Zippy, kinetic and brashly funny, The World’s End comes to the U.S. from its native England hard on the heels of This Is the End, an American comedy about ordinary mortals (comedians, actually, so maybe not so ordinary) manning up to deal with apocalyptic plot developments. World’s End, a collaboration among director Edgar Wright, co-writer and star Simon Pegg and co-star Nick Frost, joins the trio’s earlier genre scrambles Shaun of the Dead (zombie invasion plus rom-com) and Hot Fuzz (Bad Boys-brand action movie plopped down in Miss Marple land).
For a while, you think you’ve wandered into the wrong movie. Every trailer, poster and shorthand description of The World’s End in existence mentions the alien robot Invasion of the Body Snatchers angle, yet for a good while Wright’s film is simply the story of 40ish London bloke Gary King (Pegg) struggling with his alcohol addiction but determined to reunite the old gang for another go at the 12-pub crawl that defeated them at age 19, back in their green, gray hometown of Newton Haven.
Upon their return, everything’s slightly off. The pubs have all been standardized (“Starbucked,” as one of the guys puts it). Old drinking acquaintances fail to recognize Gary and his mates, played by a marvelous quartet of actors. Frost portrays the reformed pub conqueror, now a well-to-do, soft-spoken investment type, whose proximity to Gary spells a probable tumble off the wagon. Martin Freeman (The Hobbit), Eddie Marsan and Paddy Considine fill out the dance card, along with Rosamund Pike as the one Gary adored once upon a time.

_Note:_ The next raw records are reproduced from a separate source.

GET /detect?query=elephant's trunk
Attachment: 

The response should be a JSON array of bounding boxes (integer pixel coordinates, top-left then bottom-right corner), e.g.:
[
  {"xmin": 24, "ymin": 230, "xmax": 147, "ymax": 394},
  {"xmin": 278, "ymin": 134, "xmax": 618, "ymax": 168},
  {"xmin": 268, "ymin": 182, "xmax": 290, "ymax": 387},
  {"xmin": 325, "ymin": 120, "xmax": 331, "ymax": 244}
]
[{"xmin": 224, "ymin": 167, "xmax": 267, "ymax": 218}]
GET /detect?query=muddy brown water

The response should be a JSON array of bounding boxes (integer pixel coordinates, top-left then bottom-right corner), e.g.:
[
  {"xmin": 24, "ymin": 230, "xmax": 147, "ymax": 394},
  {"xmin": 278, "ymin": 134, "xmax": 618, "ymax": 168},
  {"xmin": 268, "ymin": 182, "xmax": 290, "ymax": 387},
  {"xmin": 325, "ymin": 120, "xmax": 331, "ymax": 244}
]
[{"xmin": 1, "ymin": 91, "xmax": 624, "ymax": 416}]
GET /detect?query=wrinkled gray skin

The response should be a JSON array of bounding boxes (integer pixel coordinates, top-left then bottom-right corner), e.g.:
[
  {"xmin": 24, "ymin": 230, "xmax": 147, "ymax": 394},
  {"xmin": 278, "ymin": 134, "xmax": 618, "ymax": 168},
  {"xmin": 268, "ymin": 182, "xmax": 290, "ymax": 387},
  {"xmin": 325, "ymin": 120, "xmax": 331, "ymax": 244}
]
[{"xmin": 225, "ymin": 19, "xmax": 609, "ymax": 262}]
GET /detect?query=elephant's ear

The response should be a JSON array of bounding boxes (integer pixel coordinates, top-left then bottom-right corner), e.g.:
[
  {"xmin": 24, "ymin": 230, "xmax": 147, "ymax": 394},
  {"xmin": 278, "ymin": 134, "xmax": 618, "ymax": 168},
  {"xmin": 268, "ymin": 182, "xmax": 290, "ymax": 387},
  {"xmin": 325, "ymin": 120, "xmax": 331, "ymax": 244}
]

The movie is madly, wonderfully at odds with itself. As with Shaun of the Dead and Hot Fuzz, the multiple personalities of the project pay off. This one’s also grown-up enough to look at Gary’s arrested development as not simply a charming boy-man quirk but something holding him back. (In this regard, The World’s End is the opposite of the Hangover movies.) When decapitated, or limb-lopped, the robot replicas taking over the town bleed blue goo, which is an interesting sight. Wright stages the fight sequences (one too many, I’d say) as Jackie Chan-inspired melees, with the fearsome five-some clobbering the aliens with anything and everything available, including pub stools.
At this stage in their careers, Pegg and Frost have done so much together onscreen, and so smoothly and well, their communication skills border on the surreal. I do wish Pegg had found more variations on the theme of pop-eyed mugging to pull in the early scenes; Gary is meant to be a bit tiresome, the party boy who won’t stop, but Pegg is, in fact, a better, subtler actor than you see here. Nonetheless, he’s the spark plug of Wright’s party. The World’s End has the blithe, skillful air of: Take it or leave it.